Responsible AI Engineering (CS 594)---Spring 2025
Course Description
The objective of this course is to familiarize students with the state-of-the-art artificial intelligence engineering techniques that incorporate deep neural network (DNN) and Large Language Models (LLMs) as well as their safety, security, and accountability implications. The course first overviews the fundamentals of engineering AI systems that includes requirements, architecture design, val- idation, and operation of AI-enabled software. Then, the course covers responsible AI-Software development that include topics such as security, privacy, fairness, interpretability, explainability, transparency, and trust, etc.
Course Objectives
Upon completion of this course, students will be able to:
- How to reliably deploy and update AI models in production? How can we test the entire machine learning pipeline? How can MLOps tools help to automate and scale the deployment process?

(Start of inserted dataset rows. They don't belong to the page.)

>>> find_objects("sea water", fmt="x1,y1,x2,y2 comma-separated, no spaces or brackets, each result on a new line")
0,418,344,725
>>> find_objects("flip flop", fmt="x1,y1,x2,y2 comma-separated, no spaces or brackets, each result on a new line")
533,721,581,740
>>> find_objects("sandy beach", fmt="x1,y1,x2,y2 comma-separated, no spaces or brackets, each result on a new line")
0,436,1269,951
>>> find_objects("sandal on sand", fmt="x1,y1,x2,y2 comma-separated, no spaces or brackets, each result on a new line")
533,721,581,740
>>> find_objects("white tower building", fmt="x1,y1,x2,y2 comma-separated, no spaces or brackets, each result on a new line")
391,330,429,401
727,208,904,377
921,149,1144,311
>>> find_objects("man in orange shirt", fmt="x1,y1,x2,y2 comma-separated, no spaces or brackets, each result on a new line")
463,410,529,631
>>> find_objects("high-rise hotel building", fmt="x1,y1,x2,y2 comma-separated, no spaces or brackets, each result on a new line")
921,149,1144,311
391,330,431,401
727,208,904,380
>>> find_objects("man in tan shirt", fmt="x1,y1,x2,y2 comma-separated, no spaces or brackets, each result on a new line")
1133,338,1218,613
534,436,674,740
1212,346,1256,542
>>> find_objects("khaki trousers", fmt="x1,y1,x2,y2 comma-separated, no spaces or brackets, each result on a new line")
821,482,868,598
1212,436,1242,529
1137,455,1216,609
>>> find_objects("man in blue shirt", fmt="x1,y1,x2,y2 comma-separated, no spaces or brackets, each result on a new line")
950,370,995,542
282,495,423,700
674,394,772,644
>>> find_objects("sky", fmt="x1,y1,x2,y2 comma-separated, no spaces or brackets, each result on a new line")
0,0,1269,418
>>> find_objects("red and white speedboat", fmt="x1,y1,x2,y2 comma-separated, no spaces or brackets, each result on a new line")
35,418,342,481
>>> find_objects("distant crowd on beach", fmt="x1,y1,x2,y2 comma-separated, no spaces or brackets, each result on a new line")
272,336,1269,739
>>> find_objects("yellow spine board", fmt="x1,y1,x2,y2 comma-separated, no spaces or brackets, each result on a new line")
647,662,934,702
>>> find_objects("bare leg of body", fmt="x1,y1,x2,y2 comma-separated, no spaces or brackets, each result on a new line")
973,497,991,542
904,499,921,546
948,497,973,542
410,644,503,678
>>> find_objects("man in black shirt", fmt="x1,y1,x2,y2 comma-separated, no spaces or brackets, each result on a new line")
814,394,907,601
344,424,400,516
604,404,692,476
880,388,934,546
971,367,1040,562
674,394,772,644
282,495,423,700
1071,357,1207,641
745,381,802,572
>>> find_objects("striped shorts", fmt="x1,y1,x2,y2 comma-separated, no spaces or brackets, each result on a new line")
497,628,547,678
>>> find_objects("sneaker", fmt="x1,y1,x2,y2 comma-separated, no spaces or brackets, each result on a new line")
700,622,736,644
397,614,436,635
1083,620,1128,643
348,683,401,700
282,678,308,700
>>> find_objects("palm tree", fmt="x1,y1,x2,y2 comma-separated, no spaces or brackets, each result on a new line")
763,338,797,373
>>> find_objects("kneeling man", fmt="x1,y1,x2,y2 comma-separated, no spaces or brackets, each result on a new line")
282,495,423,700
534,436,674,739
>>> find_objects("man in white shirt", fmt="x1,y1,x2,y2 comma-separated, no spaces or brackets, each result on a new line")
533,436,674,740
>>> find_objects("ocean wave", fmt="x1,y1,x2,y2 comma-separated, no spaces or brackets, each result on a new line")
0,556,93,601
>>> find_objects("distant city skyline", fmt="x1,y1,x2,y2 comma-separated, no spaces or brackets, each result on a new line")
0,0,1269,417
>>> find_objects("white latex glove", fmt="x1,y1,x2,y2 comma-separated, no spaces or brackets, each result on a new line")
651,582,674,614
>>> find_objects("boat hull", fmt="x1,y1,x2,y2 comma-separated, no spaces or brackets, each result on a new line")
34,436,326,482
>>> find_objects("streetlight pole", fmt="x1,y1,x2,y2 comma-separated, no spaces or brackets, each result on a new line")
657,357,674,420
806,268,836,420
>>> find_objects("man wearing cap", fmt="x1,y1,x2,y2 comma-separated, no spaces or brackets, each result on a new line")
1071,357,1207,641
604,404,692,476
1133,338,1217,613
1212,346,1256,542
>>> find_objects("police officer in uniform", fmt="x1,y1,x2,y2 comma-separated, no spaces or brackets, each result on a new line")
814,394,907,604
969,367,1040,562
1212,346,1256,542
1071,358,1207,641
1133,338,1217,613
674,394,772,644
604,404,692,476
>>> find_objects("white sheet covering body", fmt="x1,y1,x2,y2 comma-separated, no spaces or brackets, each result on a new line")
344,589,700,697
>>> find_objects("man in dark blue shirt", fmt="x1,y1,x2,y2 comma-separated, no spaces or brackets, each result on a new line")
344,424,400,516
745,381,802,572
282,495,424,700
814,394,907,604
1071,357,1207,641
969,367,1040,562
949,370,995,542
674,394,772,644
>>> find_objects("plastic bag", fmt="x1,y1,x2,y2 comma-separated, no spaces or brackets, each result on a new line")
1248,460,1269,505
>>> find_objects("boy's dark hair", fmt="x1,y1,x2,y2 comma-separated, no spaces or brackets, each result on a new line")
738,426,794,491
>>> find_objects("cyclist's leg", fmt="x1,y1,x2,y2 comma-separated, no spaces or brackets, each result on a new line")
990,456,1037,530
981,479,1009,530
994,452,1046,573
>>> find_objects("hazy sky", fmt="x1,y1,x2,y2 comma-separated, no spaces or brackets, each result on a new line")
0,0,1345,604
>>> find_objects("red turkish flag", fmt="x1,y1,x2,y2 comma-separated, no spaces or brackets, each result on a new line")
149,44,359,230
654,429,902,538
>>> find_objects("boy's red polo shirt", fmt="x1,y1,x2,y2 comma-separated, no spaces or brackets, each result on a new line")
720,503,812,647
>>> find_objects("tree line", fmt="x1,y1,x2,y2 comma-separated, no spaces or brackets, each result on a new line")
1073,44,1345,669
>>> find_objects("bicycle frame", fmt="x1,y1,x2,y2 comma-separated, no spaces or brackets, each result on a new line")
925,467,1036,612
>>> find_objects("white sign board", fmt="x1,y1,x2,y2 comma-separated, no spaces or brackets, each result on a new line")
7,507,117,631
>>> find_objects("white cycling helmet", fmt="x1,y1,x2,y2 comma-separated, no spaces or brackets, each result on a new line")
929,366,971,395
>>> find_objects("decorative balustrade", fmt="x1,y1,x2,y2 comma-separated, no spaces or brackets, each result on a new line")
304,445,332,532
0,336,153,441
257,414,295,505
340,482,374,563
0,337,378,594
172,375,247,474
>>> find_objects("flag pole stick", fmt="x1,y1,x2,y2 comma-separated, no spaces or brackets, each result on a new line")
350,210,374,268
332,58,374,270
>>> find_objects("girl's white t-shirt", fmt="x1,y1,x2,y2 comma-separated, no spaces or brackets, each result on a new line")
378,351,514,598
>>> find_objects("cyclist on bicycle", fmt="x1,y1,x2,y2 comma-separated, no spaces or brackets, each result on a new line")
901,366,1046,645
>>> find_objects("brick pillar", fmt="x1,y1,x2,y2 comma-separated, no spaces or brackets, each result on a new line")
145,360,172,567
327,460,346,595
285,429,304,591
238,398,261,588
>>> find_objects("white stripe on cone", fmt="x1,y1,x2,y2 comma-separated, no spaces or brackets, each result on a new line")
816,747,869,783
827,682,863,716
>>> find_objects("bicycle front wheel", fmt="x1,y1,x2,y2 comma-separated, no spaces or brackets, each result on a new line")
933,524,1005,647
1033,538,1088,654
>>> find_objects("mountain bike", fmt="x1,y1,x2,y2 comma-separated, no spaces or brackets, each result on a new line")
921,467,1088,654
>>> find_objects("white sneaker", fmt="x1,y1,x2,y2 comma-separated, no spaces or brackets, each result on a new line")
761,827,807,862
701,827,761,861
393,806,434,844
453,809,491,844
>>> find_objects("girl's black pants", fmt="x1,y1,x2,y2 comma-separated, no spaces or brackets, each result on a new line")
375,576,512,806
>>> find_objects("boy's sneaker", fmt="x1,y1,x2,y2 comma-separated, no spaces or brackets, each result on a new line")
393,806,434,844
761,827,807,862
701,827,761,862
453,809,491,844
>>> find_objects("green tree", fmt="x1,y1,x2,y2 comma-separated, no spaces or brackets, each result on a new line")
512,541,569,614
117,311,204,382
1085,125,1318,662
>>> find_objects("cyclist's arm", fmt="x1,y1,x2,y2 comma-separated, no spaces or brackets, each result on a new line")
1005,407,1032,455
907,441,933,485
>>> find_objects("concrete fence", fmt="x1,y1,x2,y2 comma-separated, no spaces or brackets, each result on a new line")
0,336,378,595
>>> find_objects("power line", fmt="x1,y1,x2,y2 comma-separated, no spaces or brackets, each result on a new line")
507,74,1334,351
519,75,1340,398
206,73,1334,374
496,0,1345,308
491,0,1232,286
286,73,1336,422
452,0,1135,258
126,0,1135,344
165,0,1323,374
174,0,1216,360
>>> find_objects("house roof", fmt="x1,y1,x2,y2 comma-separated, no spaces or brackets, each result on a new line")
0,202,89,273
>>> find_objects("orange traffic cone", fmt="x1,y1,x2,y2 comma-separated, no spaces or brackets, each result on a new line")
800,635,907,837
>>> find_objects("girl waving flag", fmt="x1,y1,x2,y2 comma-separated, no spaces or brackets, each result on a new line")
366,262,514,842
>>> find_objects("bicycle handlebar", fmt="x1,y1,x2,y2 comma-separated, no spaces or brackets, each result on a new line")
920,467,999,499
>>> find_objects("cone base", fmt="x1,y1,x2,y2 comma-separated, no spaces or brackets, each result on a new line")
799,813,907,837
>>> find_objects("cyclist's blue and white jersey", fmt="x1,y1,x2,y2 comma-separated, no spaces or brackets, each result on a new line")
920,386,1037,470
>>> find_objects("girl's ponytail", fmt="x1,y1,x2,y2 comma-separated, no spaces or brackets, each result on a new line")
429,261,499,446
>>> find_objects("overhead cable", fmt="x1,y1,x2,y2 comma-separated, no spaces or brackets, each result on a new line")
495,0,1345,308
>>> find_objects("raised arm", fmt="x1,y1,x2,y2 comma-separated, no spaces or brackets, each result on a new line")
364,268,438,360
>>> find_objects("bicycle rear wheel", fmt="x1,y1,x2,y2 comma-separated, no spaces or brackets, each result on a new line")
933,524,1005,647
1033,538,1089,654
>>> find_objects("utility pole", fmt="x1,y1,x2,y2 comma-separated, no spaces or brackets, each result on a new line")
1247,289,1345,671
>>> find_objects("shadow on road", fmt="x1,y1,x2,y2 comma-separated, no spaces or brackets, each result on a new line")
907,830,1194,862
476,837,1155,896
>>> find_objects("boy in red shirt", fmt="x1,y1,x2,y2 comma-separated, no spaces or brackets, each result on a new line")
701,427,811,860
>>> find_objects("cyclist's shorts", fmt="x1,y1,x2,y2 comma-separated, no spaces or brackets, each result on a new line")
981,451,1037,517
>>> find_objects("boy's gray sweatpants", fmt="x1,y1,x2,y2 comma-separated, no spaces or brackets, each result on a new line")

- How do we scale production ML systems? How do we design a system to process huge amounts of training data, telemetry data, and user requests? Should we use stream processing, batch processing, lambda architecture, or data lakes?
- How to test, debug, and repair production ML systems? How can we evaluate the quality of a model's predictions in production? How can we test the entire AI-enabled system, not just the model? What lessons can we learn from software testing, automated test case generation, simulation, and continuous integration for testing for production machine learning?
- Which qualities matter beyond a model’s prediction accuracy? How can we identify and measure important quality requirements, including learning and inference latency, operating cost, scalability, explainablity, fairness, privacy, robustness, and safety?
- What does it take to build responsible products? How to think about fairness of a production system at the model and system level? How to mitigate safety and security concerns? How can we communicate the reasons of an automated decision or explain uncertainty to users?
Course Topics
- From Models to AI-Enabled Systems (weeks 1-2)
- Requirements, Model Quality, and Unit Testing (weeks 3-4)
- Architectural Design for AI-enabled Systems (week 5)
- Data and Infrastructure Quality (weeks 6-7)
- Safety and Security Concerns (weeks 8-10)
- Ethics and Fairness (weeks 11-12)
- Explainability, Interpretability, Transparency, and Accountability (week 13)
- Emerging Topics (weeks 14-15)
- Project demo and presentations (week 16)
Acknowledgment: This course is adapted from the fantastic Machine Learning in Production course at CMU by Dr. Christian Kästner. Special thanks to Christian for the advice and assistance in presenting this course at UIC.